This is the mail archive of the
gcc-bugs@gcc.gnu.org
mailing list for the GCC project.
[Bug target/48701] New: [missed optimization] GCC fails to use aliasing of ymm and xmm registers
- From: "kretz at kde dot org" <gcc-bugzilla at gcc dot gnu dot org>
- To: gcc-bugs at gcc dot gnu dot org
- Date: Wed, 20 Apr 2011 13:26:02 +0000
- Subject: [Bug target/48701] New: [missed optimization] GCC fails to use aliasing of ymm and xmm registers
- Auto-submitted: auto-generated
http://gcc.gnu.org/bugzilla/show_bug.cgi?id=48701
Summary: [missed optimization] GCC fails to use aliasing of ymm
and xmm registers
Product: gcc
Version: 4.6.0
Status: UNCONFIRMED
Severity: normal
Priority: P3
Component: target
AssignedTo: unassigned@gcc.gnu.org
ReportedBy: kretz@kde.org
The two functions in the attached test case demonstrate the problem. The
intermediate stores/loads on the stack really should be optimized away.
testStore output now:
vmovdqa %xmm1,-0x30(%rsp)
vmovdqa %xmm0,-0x20(%rsp)
vmovdqa -0x30(%rsp),%ymm0
vmovdqa %ymm0,(<blackhole>)
should be either:
vinsertf128 $1,%xmm0,%ymm1,%ymm0
vmovdqa %ymm0,(<blackhole>)
or:
vmovdqa %xmm1,(<blackhole>)
vmovdqa %xmm0,0x10(<blackhole>)
depending on the target microarchitecture and accompanying code.

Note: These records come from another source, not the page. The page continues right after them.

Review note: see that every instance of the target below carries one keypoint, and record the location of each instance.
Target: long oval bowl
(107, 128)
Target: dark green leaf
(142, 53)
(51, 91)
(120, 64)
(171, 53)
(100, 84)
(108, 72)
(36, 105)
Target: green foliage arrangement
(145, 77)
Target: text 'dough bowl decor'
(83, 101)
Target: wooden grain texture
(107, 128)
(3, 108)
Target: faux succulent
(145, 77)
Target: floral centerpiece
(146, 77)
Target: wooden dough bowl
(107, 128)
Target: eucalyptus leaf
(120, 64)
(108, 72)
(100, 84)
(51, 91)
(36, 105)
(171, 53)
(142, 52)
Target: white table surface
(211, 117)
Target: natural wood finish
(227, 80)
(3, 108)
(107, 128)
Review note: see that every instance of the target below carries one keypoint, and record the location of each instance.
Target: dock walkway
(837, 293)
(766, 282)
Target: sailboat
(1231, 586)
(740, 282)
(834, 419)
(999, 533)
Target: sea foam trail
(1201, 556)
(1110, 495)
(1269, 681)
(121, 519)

likewise the testLoad output now is:
vmovdqa (<blackhole>),%ymm0
vmovdqa %ymm0,-0x30(%rsp)
vmovdqa -0x20(%rsp),%xmm1
vmovdqa -0x30(%rsp),%xmm0
and should be either:
vmovdqa (<blackhole>),%ymm0
vextractf128 $1,%ymm0,%xmm1
or:
vmovdqa (<blackhole>),%xmm0
vmovdqa 0x10(<blackhole>),%xmm1